Less than 30 seconds into Your Place or Mine (a recently dropped Netflix Original), I already had a bone to pick. The movie opens in 2003, with Ashton Kutcher and Reese Witherspoon getting it on in a PG-13 romcom one night stand. Playing in the background is Gwen Stefani’s “The Sweet Escape,” not released until 2006. Whoopsie. If someone hadn’t already submitted that goof to IMDb, I would have. I know what year one of my guiltiest pleasure songs came out; you can’t slip something like that past me. It’s a minor quibble by the end.
I’ll apply as much reason, plausibility, and coherence here as the movie does, and I’ll talk about the supporting characters first. They seem to know that they are peripheral players in someone else’s film. They apparently don’t have jobs or lives of their own, and are free to show up everywhere to mainly act as sounding boards for Kutcher and Witherspoon to bounce ideas and thoughts off of. There’s a [not very funny] running gag with one of them, who always has a Starbucks-like coffee cup in hand. Steve Zahn plays Zen – an independently wealthy surfer dude who literally has nothing else to do but creep around the outside of Witherspoon’s house all the time, tending to her garden. Zoe Chao plays Minka, a former friend-with-benefits of Kutcher. She drops everything in whatever was happening in her life to devote her existence to being Witherspoon’s new bestie, and second-banana comic relief.

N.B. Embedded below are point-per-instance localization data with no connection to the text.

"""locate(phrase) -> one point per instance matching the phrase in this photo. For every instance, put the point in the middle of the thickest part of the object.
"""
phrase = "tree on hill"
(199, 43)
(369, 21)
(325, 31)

So, how did they meet, and why is she so chummy with Witherspoon? Let’s go back to the beginning. Kutcher and Witherspoon star as Debbie and Peter. They hook up one night in 2003, where they hear that great song 3 years before everybody else. They never make it relationship-official, they move to opposite sides of the country, and she gets married. But they remain good friends who call/FaceTime almost daily. Cut to the present day – 20 years later. Debbie is a divorced mother of a 13 year old boy. By hearing the banter between the two main characters, it’s glaringly obvious to us that they should have been together all along – and it made me wonder why that never happened, as meanwhile, potential suitors (who are meant to rub us the wrong way) are paraded on and off. And our two leads spend most of a movie frustratingly oblivious to the obvious.
Through a contrived series of events, they swap residences for a week. She stays at his apartment, while he acts as Mr. Mom to her teenager at her humble home. Kutcher’s place is ridiculous. He books cross-country flights at the last minute, rents a convertible, and can score luxury box tickets to a hockey game. Whatever he did for a living as the movie begins, we see him up and quit that in an early scene.
I like Ashton Kutcher and Reese Witherspoon. They look great here. Even if you’re nursing a crush on one of them, you won’t be too distracted to be offended by the repeated insults to your intelligence this film provides. I haven’t been thrilled with most of the past year’s Netflix Originals (Day Shift, Me Time, You People, and I thought The Power of the Dog was overrated), and I will approach any incoming ones with a weary, skeptical eye. Your Place or Mine is forced, awkward, unfunny, and logically bankrupt.